Anti-Gaddafi rebel leader appeals to world for weapons

Anti-Gaddafi rebel leader appeals to world for weapons

"We want weapons from the international community to fight this criminal. Instead the world is watching Gaddafi slaughter his people," General Mohamed Abdelrahim told DPA.
Abdelrahim was a general in Gaddafi's army, but defected several weeks ago to command rebels fighting to overthrow the Libyan leader.

The rebel commander said he returned to the northeastern rebel-held stronghold of Benghazi Monday morning to rearm and return to Brega, where the rebels were fighting Gaddafi's forces for control.
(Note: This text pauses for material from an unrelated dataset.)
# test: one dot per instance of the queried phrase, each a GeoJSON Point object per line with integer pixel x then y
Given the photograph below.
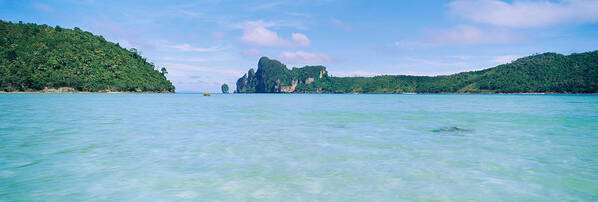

"Gaddafi's troops are striking people. Where is the world and the international community?" asked Abdelrahim.

Abdelrahim claimed that over 6,000 people have died and up to 14,000 have been injured in the past several weeks of fighting.

This could not be independently verified, but rights groups have said that well over 1,000 have been killed in the uprising.

"I saw with my eyes a 12-year-old shot dead from air fire. It is something you cannot imagine," said Abdelrahim.

The mood in the northeastern rebel-held cities of Libya is tense, as Gaddafi's forces make an eastward push in a bid to take back cities under rebel control.

Libyan government forces claimed to make gains in the eastern part of the country over the last several days, while opposition groups insist they will continue to fight to recapture lost territory.

Libyan state television said the eastern city of al-Burayqah was "cleansed" of rebels, who had been driven out of the city after heavy fighting with forces loyal to Gaddafi.

Gaddafi's counterattacks, which include heavy air raids and naval attacks, have prevented rebels from making a westward push to the capital Tripoli.

One rebel fighter, who wished to remain anonymous, told DPA that before they can reach Tripoli, they need to take Gaddafi's hometown of Sirte, some 500 km east of the capital.
"We are on the doorstep of Sirte," claimed the rebel.

However, Gaddafi's troops have appeared to weaken the position of the anti-government forces in the east, where rebels had held the most territory.

If government forces gain total control of al-Burayqa and other nearby cities such Ajdabiya, they could advance on to Benghazi, the opposition's stronghold.

But, for now, rebels maintain control of Benghazi, Libya's second largest city. Despite the loss of territory to rebel forces and international sanctions and condemnation, Gaddafi is refusing to budge. The leader, who has been in power almost 42 years, claims the uprising has been inspired by foreign agents.